Fredrick Sachs, PhD, professor of physiology and biophysics at the University at Buffalo, and colleagues in his laboratory, discovered the peptide, called GsMTx4.
Therapies for muscular dystrophy are classed as "orphan drugs" by the FDA, allowing a shorter testing period than normal drugs. Sachs said he anticipates Rose Pharmaceuticals may be able to obtain FDA approval of the peptide for human use within two years.
The new company is named for "Rose," the pet tarantula that has been in residence in Sachs' lab for nearly 20 years.

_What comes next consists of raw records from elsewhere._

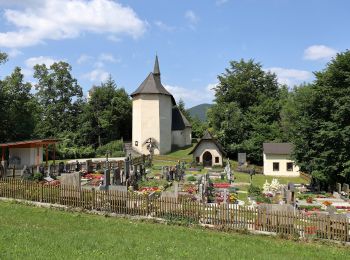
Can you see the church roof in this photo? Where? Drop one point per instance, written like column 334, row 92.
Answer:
column 152, row 84
column 179, row 121
column 209, row 138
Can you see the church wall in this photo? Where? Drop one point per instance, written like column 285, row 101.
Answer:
column 188, row 136
column 136, row 124
column 165, row 116
column 145, row 121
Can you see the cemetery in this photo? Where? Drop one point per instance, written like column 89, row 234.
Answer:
column 166, row 187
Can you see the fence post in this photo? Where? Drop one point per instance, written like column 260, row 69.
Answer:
column 93, row 202
column 41, row 192
column 147, row 205
column 329, row 228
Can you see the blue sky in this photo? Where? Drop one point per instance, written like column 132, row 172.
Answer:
column 195, row 40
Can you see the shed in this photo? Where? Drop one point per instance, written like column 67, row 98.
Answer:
column 29, row 153
column 208, row 151
column 277, row 160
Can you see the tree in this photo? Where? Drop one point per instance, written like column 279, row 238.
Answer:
column 246, row 113
column 184, row 111
column 321, row 128
column 18, row 117
column 59, row 96
column 107, row 114
column 3, row 57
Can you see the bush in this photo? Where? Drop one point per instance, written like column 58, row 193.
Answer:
column 191, row 178
column 115, row 148
column 254, row 191
column 38, row 176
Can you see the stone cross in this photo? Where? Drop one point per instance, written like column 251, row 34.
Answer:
column 225, row 196
column 338, row 185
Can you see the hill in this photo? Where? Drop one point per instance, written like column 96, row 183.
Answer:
column 200, row 111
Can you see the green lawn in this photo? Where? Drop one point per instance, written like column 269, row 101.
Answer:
column 27, row 232
column 259, row 180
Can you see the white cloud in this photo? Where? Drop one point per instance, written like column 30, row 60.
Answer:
column 114, row 38
column 192, row 18
column 319, row 52
column 64, row 19
column 161, row 25
column 192, row 96
column 97, row 75
column 84, row 59
column 108, row 58
column 291, row 77
column 221, row 2
column 14, row 53
column 31, row 62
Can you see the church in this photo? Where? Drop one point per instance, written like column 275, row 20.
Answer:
column 155, row 115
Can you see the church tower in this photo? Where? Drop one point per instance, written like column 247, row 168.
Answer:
column 152, row 108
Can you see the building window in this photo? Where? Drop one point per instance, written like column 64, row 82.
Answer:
column 276, row 167
column 289, row 167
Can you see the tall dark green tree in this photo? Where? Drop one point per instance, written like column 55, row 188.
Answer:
column 247, row 109
column 59, row 96
column 319, row 117
column 3, row 57
column 107, row 115
column 18, row 121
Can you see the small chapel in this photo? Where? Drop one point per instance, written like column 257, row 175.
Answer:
column 156, row 117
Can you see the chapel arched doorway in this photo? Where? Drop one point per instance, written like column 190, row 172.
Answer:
column 207, row 159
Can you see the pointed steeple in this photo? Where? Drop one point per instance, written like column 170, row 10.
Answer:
column 156, row 71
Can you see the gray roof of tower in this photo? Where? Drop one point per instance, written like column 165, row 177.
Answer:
column 207, row 137
column 152, row 84
column 179, row 121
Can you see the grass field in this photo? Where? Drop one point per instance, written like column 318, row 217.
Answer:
column 27, row 232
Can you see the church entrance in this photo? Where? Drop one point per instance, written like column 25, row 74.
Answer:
column 207, row 159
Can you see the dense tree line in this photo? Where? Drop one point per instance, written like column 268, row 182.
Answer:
column 58, row 109
column 252, row 108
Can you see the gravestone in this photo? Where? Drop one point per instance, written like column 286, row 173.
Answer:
column 42, row 170
column 242, row 158
column 71, row 179
column 290, row 197
column 119, row 188
column 176, row 189
column 89, row 166
column 61, row 168
column 116, row 176
column 331, row 210
column 338, row 187
column 225, row 196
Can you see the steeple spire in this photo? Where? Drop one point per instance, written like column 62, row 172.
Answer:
column 156, row 70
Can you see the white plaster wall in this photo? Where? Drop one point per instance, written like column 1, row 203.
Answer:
column 28, row 156
column 152, row 118
column 188, row 135
column 208, row 146
column 269, row 159
column 136, row 123
column 165, row 117
column 178, row 138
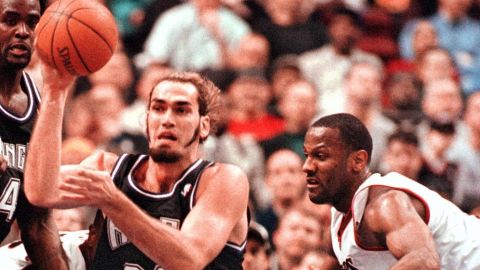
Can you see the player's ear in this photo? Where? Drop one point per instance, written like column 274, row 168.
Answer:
column 204, row 126
column 359, row 160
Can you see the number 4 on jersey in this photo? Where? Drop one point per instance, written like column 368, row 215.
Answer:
column 9, row 198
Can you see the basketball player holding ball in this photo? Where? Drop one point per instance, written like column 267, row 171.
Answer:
column 19, row 101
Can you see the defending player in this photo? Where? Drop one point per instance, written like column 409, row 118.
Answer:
column 382, row 222
column 169, row 209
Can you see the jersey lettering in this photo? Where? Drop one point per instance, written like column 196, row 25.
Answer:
column 134, row 266
column 116, row 238
column 9, row 198
column 14, row 154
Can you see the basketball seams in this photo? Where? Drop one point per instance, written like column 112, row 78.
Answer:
column 67, row 25
column 70, row 16
column 76, row 48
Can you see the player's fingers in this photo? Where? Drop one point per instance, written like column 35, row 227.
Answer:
column 81, row 199
column 94, row 175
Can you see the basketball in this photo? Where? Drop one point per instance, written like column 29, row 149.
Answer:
column 76, row 36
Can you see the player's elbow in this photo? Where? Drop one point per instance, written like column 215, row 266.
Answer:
column 37, row 200
column 431, row 260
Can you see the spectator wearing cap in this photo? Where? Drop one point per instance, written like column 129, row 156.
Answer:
column 258, row 249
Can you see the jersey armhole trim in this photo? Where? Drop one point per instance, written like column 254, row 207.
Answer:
column 409, row 192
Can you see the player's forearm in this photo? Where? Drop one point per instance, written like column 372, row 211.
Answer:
column 418, row 259
column 42, row 242
column 162, row 244
column 43, row 160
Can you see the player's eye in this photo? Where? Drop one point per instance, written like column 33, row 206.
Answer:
column 11, row 21
column 32, row 23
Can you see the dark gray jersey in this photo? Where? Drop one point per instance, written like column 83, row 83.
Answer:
column 114, row 251
column 15, row 134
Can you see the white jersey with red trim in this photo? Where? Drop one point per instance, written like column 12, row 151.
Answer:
column 14, row 257
column 456, row 234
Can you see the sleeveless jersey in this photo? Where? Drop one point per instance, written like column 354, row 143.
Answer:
column 15, row 134
column 114, row 251
column 14, row 257
column 456, row 234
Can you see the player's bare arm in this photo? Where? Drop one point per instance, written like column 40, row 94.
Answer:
column 38, row 229
column 394, row 216
column 42, row 168
column 220, row 208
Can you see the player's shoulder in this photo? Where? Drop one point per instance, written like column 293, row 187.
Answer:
column 226, row 175
column 225, row 169
column 101, row 160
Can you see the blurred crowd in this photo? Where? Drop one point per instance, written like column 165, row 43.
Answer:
column 410, row 70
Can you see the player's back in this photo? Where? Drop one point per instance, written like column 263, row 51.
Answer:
column 454, row 232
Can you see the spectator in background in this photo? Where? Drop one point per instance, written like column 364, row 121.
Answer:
column 442, row 102
column 129, row 16
column 465, row 151
column 258, row 249
column 318, row 260
column 457, row 33
column 438, row 173
column 283, row 71
column 107, row 104
column 117, row 72
column 327, row 66
column 424, row 38
column 76, row 149
column 435, row 64
column 249, row 97
column 252, row 54
column 250, row 58
column 362, row 89
column 194, row 36
column 402, row 99
column 402, row 155
column 298, row 107
column 243, row 151
column 284, row 178
column 297, row 233
column 289, row 27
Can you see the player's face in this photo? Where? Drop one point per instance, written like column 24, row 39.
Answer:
column 18, row 19
column 326, row 165
column 173, row 122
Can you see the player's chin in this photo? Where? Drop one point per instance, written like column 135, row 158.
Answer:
column 18, row 62
column 316, row 197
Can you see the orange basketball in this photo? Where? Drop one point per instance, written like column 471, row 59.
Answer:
column 76, row 36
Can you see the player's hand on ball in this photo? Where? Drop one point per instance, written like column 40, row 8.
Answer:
column 54, row 81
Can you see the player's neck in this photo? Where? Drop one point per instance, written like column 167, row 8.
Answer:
column 161, row 177
column 344, row 204
column 9, row 82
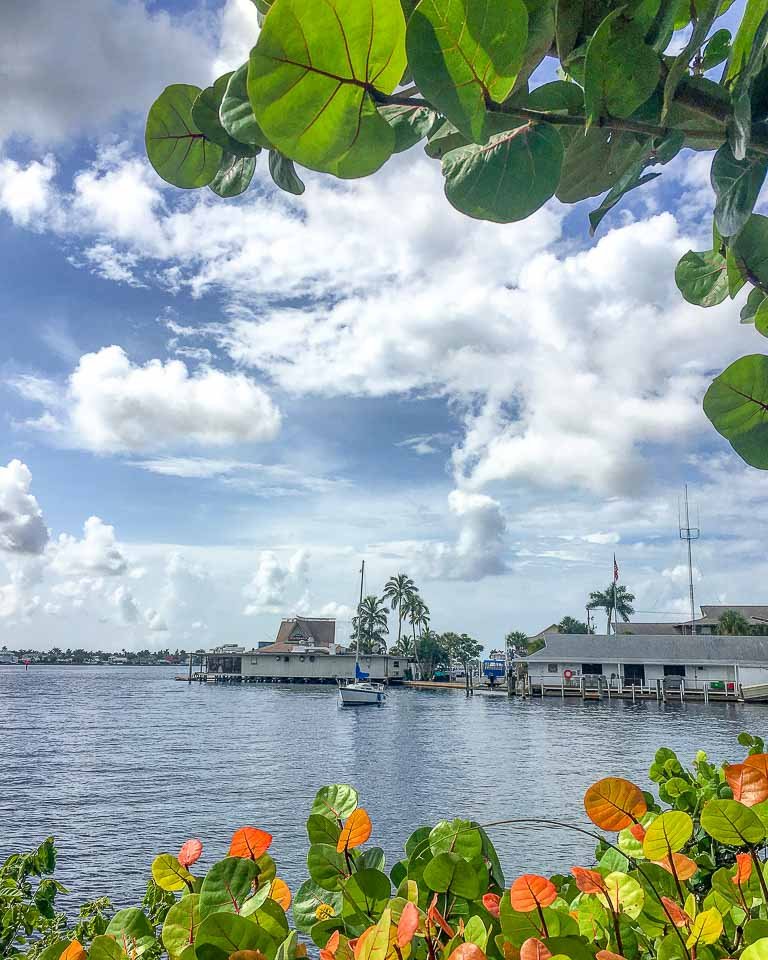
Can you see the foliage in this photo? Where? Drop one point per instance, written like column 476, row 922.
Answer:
column 615, row 598
column 733, row 624
column 370, row 626
column 322, row 87
column 678, row 878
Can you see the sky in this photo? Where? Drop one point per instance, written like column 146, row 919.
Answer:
column 213, row 410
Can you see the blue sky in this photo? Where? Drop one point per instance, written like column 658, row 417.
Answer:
column 212, row 411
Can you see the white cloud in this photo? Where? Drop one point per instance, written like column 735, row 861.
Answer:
column 113, row 405
column 98, row 554
column 22, row 528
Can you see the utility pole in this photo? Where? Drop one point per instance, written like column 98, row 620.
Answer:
column 688, row 533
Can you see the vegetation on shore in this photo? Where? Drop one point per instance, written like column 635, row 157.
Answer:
column 681, row 877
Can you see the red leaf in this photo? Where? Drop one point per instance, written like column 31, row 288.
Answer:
column 409, row 922
column 678, row 916
column 531, row 891
column 743, row 868
column 749, row 783
column 588, row 881
column 190, row 853
column 533, row 949
column 250, row 843
column 491, row 903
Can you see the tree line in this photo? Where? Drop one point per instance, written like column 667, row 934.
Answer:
column 431, row 651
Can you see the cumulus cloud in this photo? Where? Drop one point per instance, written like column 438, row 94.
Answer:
column 113, row 405
column 22, row 528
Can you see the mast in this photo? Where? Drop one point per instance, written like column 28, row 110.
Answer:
column 689, row 533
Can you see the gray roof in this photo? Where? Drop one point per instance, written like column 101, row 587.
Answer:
column 625, row 648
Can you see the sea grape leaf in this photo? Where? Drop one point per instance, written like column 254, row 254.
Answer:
column 737, row 185
column 206, row 115
column 234, row 175
column 509, row 177
column 180, row 925
column 737, row 405
column 464, row 52
column 236, row 112
column 620, row 71
column 311, row 75
column 227, row 885
column 702, row 277
column 410, row 124
column 221, row 934
column 176, row 148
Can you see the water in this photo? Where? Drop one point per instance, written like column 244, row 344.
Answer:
column 122, row 763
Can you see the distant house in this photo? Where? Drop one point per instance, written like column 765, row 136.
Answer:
column 756, row 616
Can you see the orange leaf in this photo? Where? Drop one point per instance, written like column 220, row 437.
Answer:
column 678, row 916
column 356, row 831
column 491, row 903
column 329, row 951
column 280, row 892
column 613, row 803
column 531, row 891
column 467, row 951
column 75, row 951
column 743, row 868
column 533, row 949
column 748, row 782
column 250, row 843
column 190, row 853
column 588, row 881
column 684, row 866
column 434, row 915
column 409, row 922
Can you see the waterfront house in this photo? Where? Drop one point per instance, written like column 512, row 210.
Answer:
column 684, row 661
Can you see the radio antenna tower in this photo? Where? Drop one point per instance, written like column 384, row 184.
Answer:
column 689, row 534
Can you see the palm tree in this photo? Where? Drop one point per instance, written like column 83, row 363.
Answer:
column 370, row 626
column 398, row 590
column 418, row 616
column 614, row 597
column 733, row 624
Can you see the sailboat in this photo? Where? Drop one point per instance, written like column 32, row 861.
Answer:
column 360, row 690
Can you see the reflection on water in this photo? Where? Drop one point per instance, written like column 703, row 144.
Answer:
column 121, row 763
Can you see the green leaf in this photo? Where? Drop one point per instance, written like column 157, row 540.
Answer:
column 336, row 801
column 737, row 404
column 176, row 148
column 410, row 124
column 131, row 922
column 181, row 923
column 234, row 176
column 456, row 836
column 312, row 902
column 327, row 867
column 667, row 834
column 236, row 112
column 593, row 163
column 221, row 934
column 205, row 114
column 227, row 885
column 465, row 51
column 737, row 185
column 169, row 874
column 621, row 71
column 311, row 76
column 729, row 821
column 508, row 178
column 702, row 278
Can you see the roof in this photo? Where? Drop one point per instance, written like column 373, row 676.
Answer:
column 303, row 632
column 667, row 648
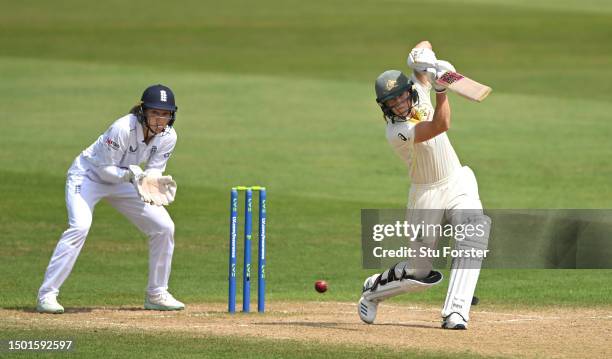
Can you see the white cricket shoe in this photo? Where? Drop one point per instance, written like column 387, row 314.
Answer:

The first target of the peptide is MD, a condition Sachs has been investigating for several years, but the peptide also has potential as a therapy for several other conditions, such as neuropathic pain and atrial fibrillation. Formation of the company was motivated by the goal of finding an MD therapy for the grandson of Sachs' friend Jeffrey Harvey.
The start-up is a collaboration between Sachs, Harvey, Thomas Suchyna, PhD, and Philip Gottlieb, PhD. Suchyna and Gottlieb, UB research scientist and UB research associate professor, respectively, have been working with Sachs at the university for several years to develop the peptide. Their work was supported by a grant from UB's Interdisciplinary Research and Creative Activities Fund.
In collaboration with Eric Hoffman, PhD, director of the Wellstone Muscular Dystrophy Center at Children's National Medical Center in Washington, D.C., the team tested the effect of GsMTx4 on MD mice extensively. Results showed that the drug increased muscle strength and caused no mortality, morbidity or toxicity.
Rose Pharmaceuticals now is concentrating on developing methods to administer the drug. The peptide and its mirror image are covered by U.S. patents obtained by UB's Office of Science, Technology Transfer and Economic Outreach (STOR), and licensed to Rose Pharmaceuticals. Sachs noted that there are no other drugs known to act specifically on mechanosensitive ion channels, the target of GsMTx4.
"Unlike most drugs, GsMTx4 seems to generate only positive side effects," said Sachs. "In addition to its effectiveness in MD, it inhibits atrial fibrillation, a cardiac arrhythmia that affects 2 million Americans, and for which there currently is no reliable drug therapy.
"In a second application, research groups in Korea and UC San Francisco have shown that GsMTx4 can inhibit mechanically induced pain (pain originating in nerve fibers)," he said. "This therapy is at least half as effective as morphine, but does not act on the brain, only at the site of increased sensitivity." Mark Kristal, PhD, UB professor of psychology, has been collaborating on the pain testing.
GsMTx4 appears to have additional applications. Robert Plunkett, MD., UB associate professor of neurosurgery, has shown that the peptide stimulates neuronal growth, and may be useful for the treatment of Parkinson's disease.
Collaboration with Seth Alper, MD, PhD, professor of medicine at Harvard Medical School, showed that GsMTx4 also may be an effective therapy for sickle cell anemia, said Sachs.